By Kirsten Junker-Andersen, 2nd year MDP student

Most people who have been fortunate enough to spend any period of time in developing countries have, at one point or another, found themselves in a situation where after finishing a purchase – be it for a handicraft or even some market goods – they realize that the price they just paid is nowhere near the usual price of that good.  While at times there may be a show of good-faith and some bartering that takes place, though this too depends on the culture, odds are that your khakis, birkenstocks, and aviators created a larger target than even your best smooth talking allowed you to dodge.  And that’s on top of the fact that you may already be getting the “lekoa” price. 
Kirsten (L) and Dulce (R)

This is usually just accepted with a laugh and a shrug as an additional cost of travel, however, sometimes the situation stirs up some other emotions beyond the usual good-natured humour. 

Today, was one of those days.  

The details of the situation are not truly important – it can be summarized by saying that we purchased handicrafts from a community that we are working with at a cost above what we agreed on, Botswana isn’t big into bartering, and at a quality way below expected.  After hearing critical feedback from numerous coworkers, as well as from the Chief of the community, we had become fairly distressed about the situation and wondered aloud how we could be ripped off like this.  We were angry.
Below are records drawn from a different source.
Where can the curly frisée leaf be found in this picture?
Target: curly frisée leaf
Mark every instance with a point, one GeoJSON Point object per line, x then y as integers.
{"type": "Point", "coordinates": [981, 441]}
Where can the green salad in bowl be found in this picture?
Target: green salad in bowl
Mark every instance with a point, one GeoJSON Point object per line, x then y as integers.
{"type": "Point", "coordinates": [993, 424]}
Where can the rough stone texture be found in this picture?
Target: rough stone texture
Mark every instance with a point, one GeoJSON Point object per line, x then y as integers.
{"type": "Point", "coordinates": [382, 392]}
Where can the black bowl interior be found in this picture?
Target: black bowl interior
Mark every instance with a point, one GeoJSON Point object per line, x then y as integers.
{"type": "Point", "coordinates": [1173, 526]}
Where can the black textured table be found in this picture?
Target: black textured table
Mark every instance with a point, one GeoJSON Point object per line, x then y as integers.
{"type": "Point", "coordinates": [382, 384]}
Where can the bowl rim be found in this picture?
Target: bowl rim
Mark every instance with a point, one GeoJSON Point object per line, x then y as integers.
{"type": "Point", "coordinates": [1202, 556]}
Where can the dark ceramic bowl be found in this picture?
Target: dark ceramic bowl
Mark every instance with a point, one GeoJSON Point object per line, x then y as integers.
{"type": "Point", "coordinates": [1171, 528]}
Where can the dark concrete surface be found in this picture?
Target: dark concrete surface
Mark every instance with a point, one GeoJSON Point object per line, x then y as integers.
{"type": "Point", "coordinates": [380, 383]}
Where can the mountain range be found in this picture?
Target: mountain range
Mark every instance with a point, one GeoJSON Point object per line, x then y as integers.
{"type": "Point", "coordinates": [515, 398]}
Angry at the producer, angry at ourselves for making a rookie mistake, and angry at others for not saving us from ourselves. In our angst concepts like justice, fairness, and honesty were thrown around – it was a rough day, just stay with me here.  Then we checked ourselves, and truly thought about it.

The community that we are working in does not have a reliable supply of water, private sanitation or access to electricity. How is that just?

Nobody in the community has a vehicle and they have to walk over 10km, one way, to reach the nearest village for supplies.  How is that fair?

Only 4% of the community is formally employed, making us likely the only customers this man will have for quite a while.  So to be honest, he was a businessman and accurately judged our willingness to pay - good job.  

All that to say, it’s just a matter of perspective.  I called this post the rip-off, but tell me, who’s really getting ripped off here?